@nodellmcache/retrieval-cache
v1.0.0
Published
RAG retrieval & reranker result caching for NodeLLMCache
Maintainers
Readme
@nodellmcache/retrieval-cache
RAG retrieval & reranker caching for NodeLLMCache. Caches the documents a retriever returns for a query — and a reranker's output for a candidate set — so repeated or similar requests skip the vector search / rerank round-trips. Retriever-agnostic: works with Qdrant, pgvector, Pinecone, or anything you call.
Install
npm install @nodellmcache/retrieval-cache @nodellmcache/memory @nodellmcache/coreQuick start
import { RetrievalCache, type RetrievedDocument } from '@nodellmcache/retrieval-cache'
import { MemoryAdapter } from '@nodellmcache/memory'
const cache = new RetrievalCache({
adapter: new MemoryAdapter<RetrievedDocument[]>(),
defaultTTL: 5 * 60 * 1000, // freshness window
})
// Cache vector-search results.
const results = await cache.getOrGenerate('best practices for caching', async () => {
const hits = await vectorDb.search(/* ... */)
return hits.map((h) => ({ id: h.id, score: h.score, content: h.text }))
})
// Cache reranker output (keyed by query + the candidate set).
const reranked = await cache.getOrRerank('best practices', results, async () => {
return reranker.rerank('best practices', results)
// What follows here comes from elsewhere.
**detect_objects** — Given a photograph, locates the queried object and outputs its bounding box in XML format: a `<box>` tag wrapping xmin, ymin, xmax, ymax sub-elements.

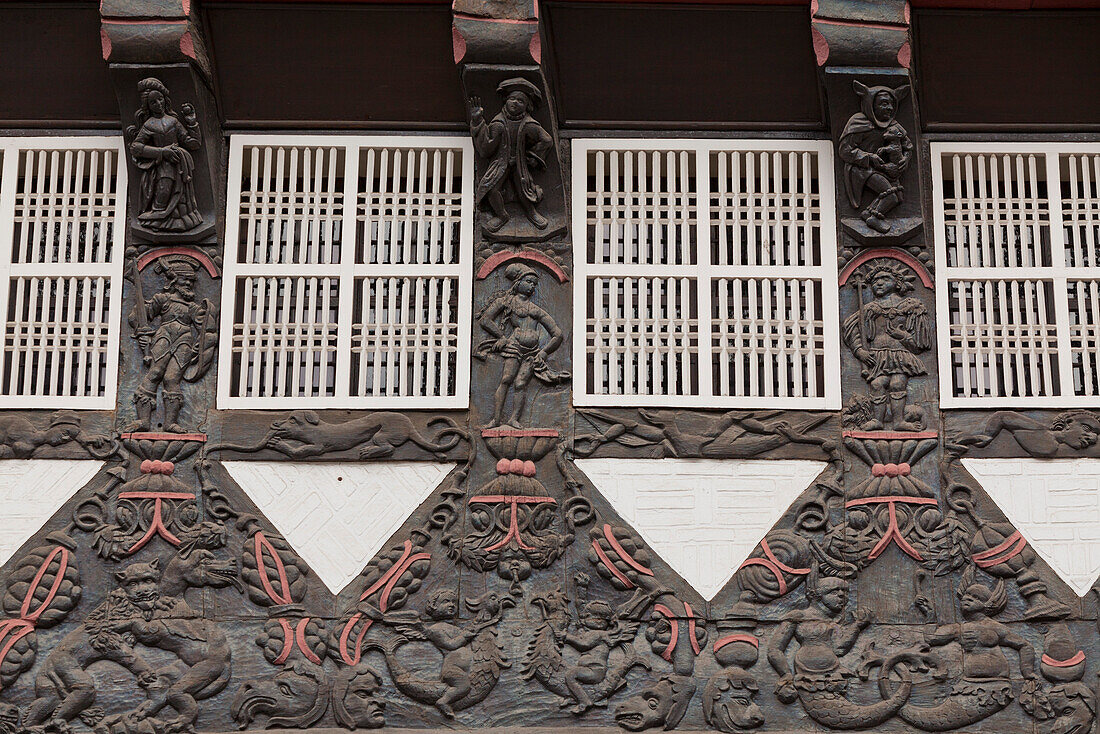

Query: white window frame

})Document-aware invalidation
When a document changes, evict exactly the cached results that contain it:
const removed = await cache.invalidateByDocument('doc-42') // returns # entries evictedA reverse index (document id → cache keys) is maintained as results are cached. It's in-process, so invalidation is best-effort when a shared/persistent adapter is used across multiple processes; pair with TTL freshness for those deployments.
API
| Member | Description |
|--------|-------------|
| getOrGenerate(query, gen, opts?) | Cache retrieval results (RetrievedDocument[] or your D[]) |
| getOrRerank(query, inputDocs, gen, opts?) | Cache reranker output, keyed by query + input set (order-independent) |
| invalidateByDocument(id) | Evict all cached results containing a document |
| stats() | hits / misses / hitRate / entryCount |
Generic over the document type: new RetrievalCache<MyDoc>(...) where MyDoc extends { id: string }.
License
MIT